As the World Cup looms larger, more and more pressure will be exerted to take away Qatar's seemingly successful bid for 2022. As FIFA was launching its own investigation into the bribery claims against Qatar, pressure was mounting to stage a redo of the bidding process and find a new host for the 2022 World Cup. It's a path that could lead to the United States playing host.
At least one official said he is on board with a re-vote if, as reported by the London Sunday Times, Qatar won the bid with the assistance of bribe money.
"I certainly as a member of the executive committee would have absolutely no problem whatsoever if the recommendation was for a re-vote," FIFA vice-president Jim Boyce said.
If (FIFA chief investigator Michael Garcia) comes up with concrete evidence and concrete evidence is given to the executive committee and to FIFA, then it has to be looked at very seriously. The FIFA executive committee are 100 percent. He will be allowed to go and speak to anyone from around the world to complete his mission.
Nearly four years ago, the U.S. finished second to Qatar in the voting to host the 2022 World Cup, ahead of South Korea, Japan and Australia. The U.S. is also in the unique situation of being able to host the tournament on short notice with the necessary infrastructure already in place.
Greg Dyke, the chairman of Britain's soccer federation, described the evidence as "pretty damning. It clearly has to be investigated as a matter of urgency by FIFA," Dyke told a British TV station. "If it is shown that the process was corrupt, or corrupted, then I do think there will have to be a discussion about whether you take it away from Qatar. It was always seen as a strange decision to give the World Cup to a country where it is so hot in the summer you can't possibly play it. The advice from FIFA's own safety group was there are real safety problems, and yet that was ignored by the people who were voting."
The latest allegations outlined in The Sunday Times in London focus on disgraced former Asian Football Confederation president and one-time rival to Blatter, Mohamed bin Hammam.

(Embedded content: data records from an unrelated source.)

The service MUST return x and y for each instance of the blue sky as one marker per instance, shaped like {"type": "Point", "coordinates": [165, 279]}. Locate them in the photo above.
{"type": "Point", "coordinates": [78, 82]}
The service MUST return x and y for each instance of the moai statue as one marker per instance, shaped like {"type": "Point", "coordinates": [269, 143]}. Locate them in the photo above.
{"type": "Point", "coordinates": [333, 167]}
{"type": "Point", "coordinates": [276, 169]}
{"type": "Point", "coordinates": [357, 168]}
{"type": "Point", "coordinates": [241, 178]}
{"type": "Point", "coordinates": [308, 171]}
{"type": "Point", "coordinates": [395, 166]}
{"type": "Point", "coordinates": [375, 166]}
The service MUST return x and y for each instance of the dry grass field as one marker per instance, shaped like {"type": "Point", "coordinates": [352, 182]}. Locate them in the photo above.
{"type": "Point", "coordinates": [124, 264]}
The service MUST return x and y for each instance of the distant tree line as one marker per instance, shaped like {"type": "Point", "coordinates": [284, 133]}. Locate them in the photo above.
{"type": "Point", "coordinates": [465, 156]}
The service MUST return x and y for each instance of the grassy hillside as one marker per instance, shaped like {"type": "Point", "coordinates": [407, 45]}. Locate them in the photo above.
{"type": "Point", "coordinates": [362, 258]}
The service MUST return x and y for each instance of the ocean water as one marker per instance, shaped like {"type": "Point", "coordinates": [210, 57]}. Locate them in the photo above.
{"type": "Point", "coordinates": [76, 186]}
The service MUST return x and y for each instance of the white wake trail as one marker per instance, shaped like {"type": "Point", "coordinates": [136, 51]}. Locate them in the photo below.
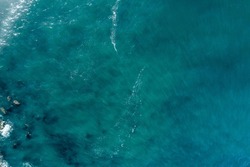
{"type": "Point", "coordinates": [14, 13]}
{"type": "Point", "coordinates": [114, 24]}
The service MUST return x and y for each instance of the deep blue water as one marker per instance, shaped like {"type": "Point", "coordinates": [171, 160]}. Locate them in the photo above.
{"type": "Point", "coordinates": [125, 83]}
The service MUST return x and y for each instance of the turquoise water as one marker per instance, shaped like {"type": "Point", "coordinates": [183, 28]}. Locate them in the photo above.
{"type": "Point", "coordinates": [125, 83]}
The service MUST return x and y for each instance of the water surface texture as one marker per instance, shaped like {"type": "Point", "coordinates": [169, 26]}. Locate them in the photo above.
{"type": "Point", "coordinates": [124, 83]}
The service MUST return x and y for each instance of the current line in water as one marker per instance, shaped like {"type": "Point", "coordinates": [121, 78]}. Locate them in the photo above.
{"type": "Point", "coordinates": [114, 24]}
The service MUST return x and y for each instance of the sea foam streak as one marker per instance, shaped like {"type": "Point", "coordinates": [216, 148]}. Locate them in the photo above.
{"type": "Point", "coordinates": [131, 114]}
{"type": "Point", "coordinates": [14, 12]}
{"type": "Point", "coordinates": [114, 24]}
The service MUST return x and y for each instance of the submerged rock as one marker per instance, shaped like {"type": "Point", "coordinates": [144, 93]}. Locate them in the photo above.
{"type": "Point", "coordinates": [6, 129]}
{"type": "Point", "coordinates": [3, 110]}
{"type": "Point", "coordinates": [17, 103]}
{"type": "Point", "coordinates": [8, 98]}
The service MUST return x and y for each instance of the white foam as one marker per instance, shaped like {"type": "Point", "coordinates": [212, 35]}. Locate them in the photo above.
{"type": "Point", "coordinates": [5, 132]}
{"type": "Point", "coordinates": [114, 24]}
{"type": "Point", "coordinates": [14, 12]}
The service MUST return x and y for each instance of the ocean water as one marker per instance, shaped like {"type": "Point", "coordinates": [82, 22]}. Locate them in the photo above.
{"type": "Point", "coordinates": [125, 83]}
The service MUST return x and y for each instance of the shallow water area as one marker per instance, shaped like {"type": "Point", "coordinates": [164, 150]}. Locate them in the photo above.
{"type": "Point", "coordinates": [124, 83]}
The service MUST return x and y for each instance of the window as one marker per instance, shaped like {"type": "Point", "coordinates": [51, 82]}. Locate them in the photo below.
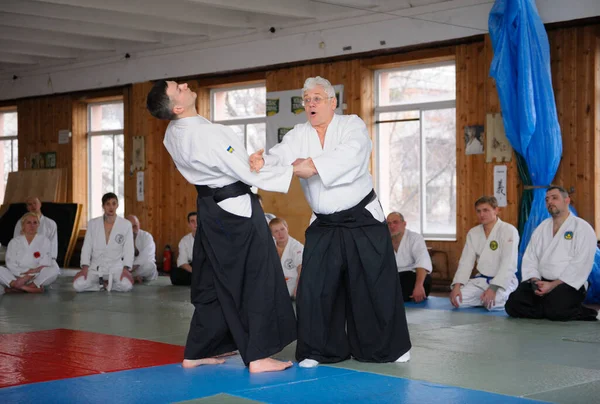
{"type": "Point", "coordinates": [9, 147]}
{"type": "Point", "coordinates": [244, 110]}
{"type": "Point", "coordinates": [106, 155]}
{"type": "Point", "coordinates": [415, 114]}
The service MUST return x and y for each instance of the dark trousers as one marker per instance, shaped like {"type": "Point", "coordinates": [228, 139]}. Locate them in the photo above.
{"type": "Point", "coordinates": [180, 277]}
{"type": "Point", "coordinates": [349, 300]}
{"type": "Point", "coordinates": [408, 280]}
{"type": "Point", "coordinates": [564, 303]}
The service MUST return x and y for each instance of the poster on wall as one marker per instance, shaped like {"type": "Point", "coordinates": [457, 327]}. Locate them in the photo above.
{"type": "Point", "coordinates": [500, 185]}
{"type": "Point", "coordinates": [284, 110]}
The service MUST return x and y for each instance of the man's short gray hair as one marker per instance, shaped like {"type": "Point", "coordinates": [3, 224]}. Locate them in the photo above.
{"type": "Point", "coordinates": [312, 82]}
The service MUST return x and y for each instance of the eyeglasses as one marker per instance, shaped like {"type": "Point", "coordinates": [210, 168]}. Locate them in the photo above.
{"type": "Point", "coordinates": [317, 100]}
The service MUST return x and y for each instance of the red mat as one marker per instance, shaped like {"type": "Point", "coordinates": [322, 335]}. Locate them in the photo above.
{"type": "Point", "coordinates": [41, 356]}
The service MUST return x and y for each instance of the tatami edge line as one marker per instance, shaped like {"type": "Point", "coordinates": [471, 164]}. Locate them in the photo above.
{"type": "Point", "coordinates": [560, 388]}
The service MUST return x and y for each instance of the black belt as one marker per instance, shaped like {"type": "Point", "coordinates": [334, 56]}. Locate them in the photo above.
{"type": "Point", "coordinates": [348, 215]}
{"type": "Point", "coordinates": [226, 192]}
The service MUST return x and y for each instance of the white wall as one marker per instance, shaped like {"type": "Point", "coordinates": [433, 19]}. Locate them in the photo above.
{"type": "Point", "coordinates": [286, 45]}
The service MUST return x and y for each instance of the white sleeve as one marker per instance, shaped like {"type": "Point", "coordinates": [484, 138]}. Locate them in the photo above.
{"type": "Point", "coordinates": [183, 255]}
{"type": "Point", "coordinates": [53, 238]}
{"type": "Point", "coordinates": [13, 259]}
{"type": "Point", "coordinates": [284, 153]}
{"type": "Point", "coordinates": [128, 249]}
{"type": "Point", "coordinates": [88, 241]}
{"type": "Point", "coordinates": [466, 262]}
{"type": "Point", "coordinates": [349, 159]}
{"type": "Point", "coordinates": [420, 254]}
{"type": "Point", "coordinates": [578, 271]}
{"type": "Point", "coordinates": [17, 229]}
{"type": "Point", "coordinates": [530, 263]}
{"type": "Point", "coordinates": [508, 259]}
{"type": "Point", "coordinates": [148, 251]}
{"type": "Point", "coordinates": [235, 164]}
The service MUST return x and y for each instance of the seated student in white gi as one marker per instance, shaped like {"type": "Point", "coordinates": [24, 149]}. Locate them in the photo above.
{"type": "Point", "coordinates": [494, 247]}
{"type": "Point", "coordinates": [29, 262]}
{"type": "Point", "coordinates": [290, 252]}
{"type": "Point", "coordinates": [107, 253]}
{"type": "Point", "coordinates": [182, 275]}
{"type": "Point", "coordinates": [47, 225]}
{"type": "Point", "coordinates": [412, 258]}
{"type": "Point", "coordinates": [144, 261]}
{"type": "Point", "coordinates": [556, 265]}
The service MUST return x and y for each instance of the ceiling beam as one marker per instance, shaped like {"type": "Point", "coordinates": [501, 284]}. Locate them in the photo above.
{"type": "Point", "coordinates": [38, 36]}
{"type": "Point", "coordinates": [49, 51]}
{"type": "Point", "coordinates": [12, 58]}
{"type": "Point", "coordinates": [282, 8]}
{"type": "Point", "coordinates": [78, 28]}
{"type": "Point", "coordinates": [168, 10]}
{"type": "Point", "coordinates": [134, 21]}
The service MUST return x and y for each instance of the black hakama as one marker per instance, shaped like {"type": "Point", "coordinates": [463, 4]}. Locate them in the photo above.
{"type": "Point", "coordinates": [349, 300]}
{"type": "Point", "coordinates": [238, 288]}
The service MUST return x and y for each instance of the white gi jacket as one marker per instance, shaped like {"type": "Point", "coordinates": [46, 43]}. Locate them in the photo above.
{"type": "Point", "coordinates": [496, 256]}
{"type": "Point", "coordinates": [146, 247]}
{"type": "Point", "coordinates": [213, 155]}
{"type": "Point", "coordinates": [108, 258]}
{"type": "Point", "coordinates": [568, 255]}
{"type": "Point", "coordinates": [343, 164]}
{"type": "Point", "coordinates": [412, 253]}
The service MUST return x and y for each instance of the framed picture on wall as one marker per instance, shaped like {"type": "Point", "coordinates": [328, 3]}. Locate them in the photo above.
{"type": "Point", "coordinates": [51, 160]}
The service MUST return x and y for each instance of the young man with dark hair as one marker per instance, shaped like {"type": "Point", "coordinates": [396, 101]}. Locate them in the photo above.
{"type": "Point", "coordinates": [556, 265]}
{"type": "Point", "coordinates": [238, 290]}
{"type": "Point", "coordinates": [493, 246]}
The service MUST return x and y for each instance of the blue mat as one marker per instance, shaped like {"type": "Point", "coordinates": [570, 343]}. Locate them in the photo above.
{"type": "Point", "coordinates": [172, 383]}
{"type": "Point", "coordinates": [443, 303]}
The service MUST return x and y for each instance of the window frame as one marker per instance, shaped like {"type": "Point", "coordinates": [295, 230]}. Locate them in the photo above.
{"type": "Point", "coordinates": [89, 135]}
{"type": "Point", "coordinates": [11, 139]}
{"type": "Point", "coordinates": [241, 121]}
{"type": "Point", "coordinates": [421, 107]}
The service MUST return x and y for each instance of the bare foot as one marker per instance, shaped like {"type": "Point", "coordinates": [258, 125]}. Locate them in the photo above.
{"type": "Point", "coordinates": [192, 363]}
{"type": "Point", "coordinates": [268, 365]}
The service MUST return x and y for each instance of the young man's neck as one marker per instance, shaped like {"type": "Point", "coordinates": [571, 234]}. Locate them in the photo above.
{"type": "Point", "coordinates": [187, 113]}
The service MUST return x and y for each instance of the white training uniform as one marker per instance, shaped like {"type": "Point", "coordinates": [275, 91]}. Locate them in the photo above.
{"type": "Point", "coordinates": [341, 183]}
{"type": "Point", "coordinates": [146, 259]}
{"type": "Point", "coordinates": [568, 255]}
{"type": "Point", "coordinates": [496, 257]}
{"type": "Point", "coordinates": [213, 155]}
{"type": "Point", "coordinates": [185, 253]}
{"type": "Point", "coordinates": [412, 253]}
{"type": "Point", "coordinates": [104, 259]}
{"type": "Point", "coordinates": [47, 228]}
{"type": "Point", "coordinates": [22, 256]}
{"type": "Point", "coordinates": [290, 260]}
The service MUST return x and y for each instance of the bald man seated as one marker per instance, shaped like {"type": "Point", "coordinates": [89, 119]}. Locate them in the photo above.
{"type": "Point", "coordinates": [46, 228]}
{"type": "Point", "coordinates": [144, 261]}
{"type": "Point", "coordinates": [412, 259]}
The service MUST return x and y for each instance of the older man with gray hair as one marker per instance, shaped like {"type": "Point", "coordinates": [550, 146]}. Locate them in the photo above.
{"type": "Point", "coordinates": [349, 299]}
{"type": "Point", "coordinates": [144, 261]}
{"type": "Point", "coordinates": [47, 225]}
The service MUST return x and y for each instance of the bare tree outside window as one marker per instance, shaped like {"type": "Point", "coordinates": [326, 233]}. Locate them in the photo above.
{"type": "Point", "coordinates": [9, 147]}
{"type": "Point", "coordinates": [106, 154]}
{"type": "Point", "coordinates": [416, 147]}
{"type": "Point", "coordinates": [244, 110]}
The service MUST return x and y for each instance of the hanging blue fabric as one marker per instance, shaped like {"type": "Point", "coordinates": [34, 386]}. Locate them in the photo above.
{"type": "Point", "coordinates": [521, 69]}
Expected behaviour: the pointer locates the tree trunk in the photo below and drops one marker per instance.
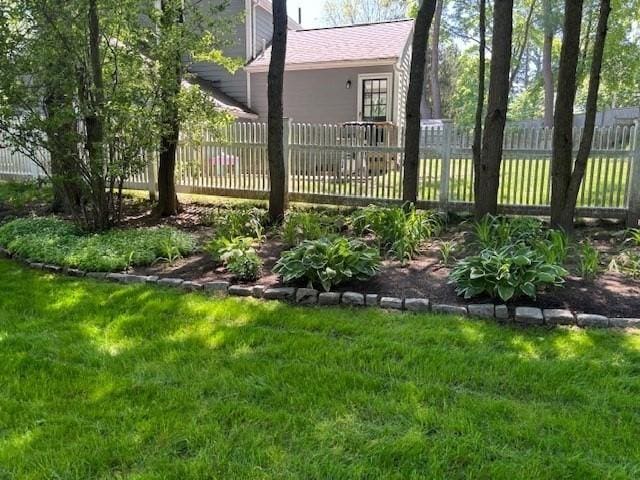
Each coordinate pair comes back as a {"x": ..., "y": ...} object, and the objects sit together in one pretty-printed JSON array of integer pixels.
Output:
[
  {"x": 522, "y": 48},
  {"x": 95, "y": 125},
  {"x": 488, "y": 173},
  {"x": 477, "y": 130},
  {"x": 275, "y": 82},
  {"x": 172, "y": 13},
  {"x": 562, "y": 156},
  {"x": 565, "y": 187},
  {"x": 434, "y": 71},
  {"x": 414, "y": 93},
  {"x": 547, "y": 69},
  {"x": 62, "y": 147}
]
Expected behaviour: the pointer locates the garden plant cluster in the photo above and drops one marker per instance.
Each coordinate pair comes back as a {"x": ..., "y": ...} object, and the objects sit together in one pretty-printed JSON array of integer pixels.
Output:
[{"x": 499, "y": 258}]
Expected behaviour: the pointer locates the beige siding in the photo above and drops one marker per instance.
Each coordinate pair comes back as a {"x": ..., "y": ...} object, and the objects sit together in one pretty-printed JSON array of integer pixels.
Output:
[
  {"x": 318, "y": 96},
  {"x": 233, "y": 85}
]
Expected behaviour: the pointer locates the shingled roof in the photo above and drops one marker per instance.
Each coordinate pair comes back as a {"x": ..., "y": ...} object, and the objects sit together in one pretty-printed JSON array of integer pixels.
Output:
[{"x": 366, "y": 42}]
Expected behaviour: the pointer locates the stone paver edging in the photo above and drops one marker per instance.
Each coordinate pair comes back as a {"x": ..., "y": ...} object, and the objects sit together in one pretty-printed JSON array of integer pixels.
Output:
[{"x": 309, "y": 296}]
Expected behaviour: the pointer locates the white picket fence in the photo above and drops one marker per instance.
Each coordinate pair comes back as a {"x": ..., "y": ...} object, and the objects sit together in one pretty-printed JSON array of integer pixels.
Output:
[{"x": 357, "y": 165}]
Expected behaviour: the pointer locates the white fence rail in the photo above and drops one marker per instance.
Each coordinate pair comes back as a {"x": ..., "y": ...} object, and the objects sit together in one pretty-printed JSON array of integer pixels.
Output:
[{"x": 355, "y": 165}]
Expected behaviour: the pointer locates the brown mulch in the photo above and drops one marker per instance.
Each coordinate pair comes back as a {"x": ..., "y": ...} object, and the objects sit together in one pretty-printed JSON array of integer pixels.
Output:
[{"x": 609, "y": 294}]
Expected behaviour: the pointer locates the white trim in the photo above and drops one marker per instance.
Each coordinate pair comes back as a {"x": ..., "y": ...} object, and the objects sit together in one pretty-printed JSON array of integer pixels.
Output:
[
  {"x": 268, "y": 7},
  {"x": 248, "y": 29},
  {"x": 327, "y": 65},
  {"x": 390, "y": 98}
]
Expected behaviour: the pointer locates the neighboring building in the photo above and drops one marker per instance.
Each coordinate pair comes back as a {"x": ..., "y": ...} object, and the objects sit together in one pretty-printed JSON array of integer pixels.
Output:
[{"x": 332, "y": 75}]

Bin Hammam helped Australia become a member of the AFC in 2005, making qualification to the World Cup easier. Before the 2022 bid vote, bin Hammam allegedly used his role in charge of FIFA's goal program to channel more than $800,000 to Ivory Coast, which had a delegate entitled to vote on the 2022 bid.
Michel Platini, one of the most powerful men in world football, was on Monday night under pressure to explain a secret meeting with the man at the centre of the Qatar World Cup scandal.
The Telegraph has unearthed evidence that Mr Platini, a former leading French international and the president of Uefa, European football’s governing body, had a private discussion with Mohamed Bin Hammam, the controversial Qatari who paid millions of pounds to football officials around the world.
The emergence of the meeting means that France has become the first European nation to be drawn into the World Cup bribery scandal, which has so far been limited to African and Caribbean countries.
It is understood that the meeting took place shortly before Fifa awarded the 2022 World Cup to Qatar, and that Mr Bin Hammam personally lobbied Mr Platini to support the Emirate’s bid.
Fifa executive committee members vote in secret, but Mr Platini has disclosed that he voted for Qatar in the ballot, which was held in 2010. He has also supported the proposal to move the tournament to the winter to avoid Qatar’s summer heat.
Crucially for Australia, he also allegedly paid more than $400,000 for legal and private detective fees for Reynald Temarii, who was the Oceania delegate until he was suspended for telling an undercover journalist he had been offered $14 million for his vote. Bin Hammam's alleged intervention helped Temarii appeal and keep his vote, thereby denying the replacement Oceania member a vote for Australia.
As it turned out, Australia was knocked out in the first round with just one vote out of 22. Japan and South Korea were knocked out until Qatar won 14 votes to eight for the US.
Bin Hammam is also alleged to have made more than $5.5 million in payments to African nations, which could influence the four African delegates who had a vote on the 2022 bid.
FIFA's rules ban bid committees, or any of their associates, from "providing ... any monetary gifts [or] any kind of personal advantage that could give even the impression of exerting influence, or conflict of interest, either directly or indirectly, in connection with the bidding process".
Nonetheless, the Qatari bid team denies bin Hammam was linked officially or unofficially to their efforts. Indeed, a benefactor acting on his own and promoting his nation may fall outside the weak FIFA rules. It will be hard to prove.
What's more, many will say generosity is the currency of bidding for all nations.
The only positive from the latest allegations is that any re-vote would probably select the US as host and spare players the risks of extreme heat and migrant workers the dangers of joining the 1000-plus colleagues who have died on Qatari construction sites in the past two years.